Em 12 de abril, elementos da Procuradoria Geral do Estado (FGE) de Chiapas encontraram três corpos queimados e abandonados em um trecho de rodovia no município de Arriaga.
Como resultado, o órgão informou que um kit de investigação foi aberto para o crime de homicídio qualificado cometido contra as vítimas não identificadas.
De acordo com a mídia local, os corpos ficaram presos 8 metros abaixo da fita de asfalto. No entanto, eles negaram que qualquer uma das três pessoas falecidas tivesse relatos de pessoas desaparecidas.
Após o relatório da descoberta, elementos da Polícia Especializada e Serviços Especializados chegaram ao local no quilômetro 33+100, na rodovia Arriaga-Tuxla, para isolá-lo e localizar placas para esclarecer os fatos.
Enquanto isso, os corpos foram transferidos para o Serviço Médico Legal (Semefo) para realizar a necropsia da lei e extração de amostras para a identificação de perfis genéticos.
Em 12 de abril, o presidente Andrés Manuel López Obrador (AMLO) presumiu a redução de 3,5% nos homicídios durante seu governo. Apesar disso, reconheceu que “pode demorar mais” para pacificar o país.
Isso porque sua administração excedeu a cifra de 100.000 assassinatos no meio de período de governança, que excede o registrado no mandato de Enrique Peña Nieto (2012-2018) e Felipe Calderón (2006-2012). No entanto, a tendência de homicídio intencional diminuiu ligeiramente.
Nesse contexto, seis entidades respondem por 50% dos homicídios dolosos menores nos dois primeiros meses de 2022: Michoacán, Guanajuato, Baja California, Estado do México, Jalisco e Chihuahua; entidades nas quais foram testemunhados massacres atrozes.
No entanto, demarcações fora da lista também registraram manifestações que apoiam a crise de segurança, como Guerrero, onde cinco órgãos foram encontrado. entre decapitado nos assentos e porta-malas de um táxi em Juchitan.
Questionado por esse cenário, López Obrador disse que 75% dos homicídios dolosos registrados no país estão ligados ao crime organizado, como esboço das investigações sobre o massacre de uma família de oito (quatro menores) em Tultepec, Edomex.
Os especialistas que processaram a cena do crime encontraram no local mais de 30 cartuchos de bala e um saco com cápsulas contendo suspeita de cocaína. Uma das falecidas conseguiu sobreviver ao ataque e foi levada para o hospital Vicente Villada, onde havia sido relatada em estado delicado. No entanto, momentos depois, sua morte foi anunciada.

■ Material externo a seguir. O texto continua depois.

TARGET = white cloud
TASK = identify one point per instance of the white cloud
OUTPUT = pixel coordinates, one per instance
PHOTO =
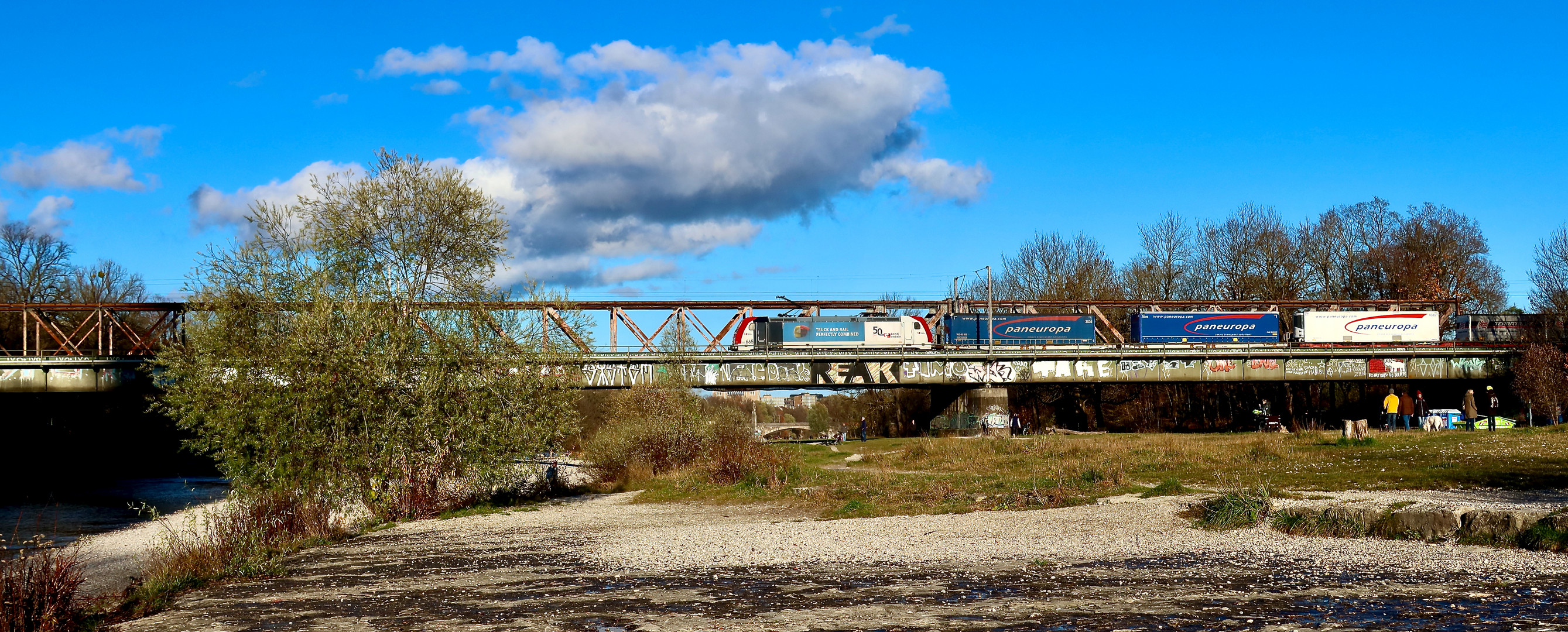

Na hora de chegar à colônia de La Cañada, as autoridades mexicanas encontraram os sete corpos com o tiro de graça.
O Gabinete do Procurador-Geral de Justiça (FGJ) do Estado do México concentrou suas investigações no pai da família, identificado como Jonathan Ulises, porque eles suspeitam que os quatro homens que chegaram em duas motocicletas na casa da família estavam indo atrás dele para cobrar uma dívida por tráfico de drogas.
As investigações que se seguiram ao massacre revelaram que Jonathan, de 22 anos, fazia parte de um grupo de narconudistas que operavam na área.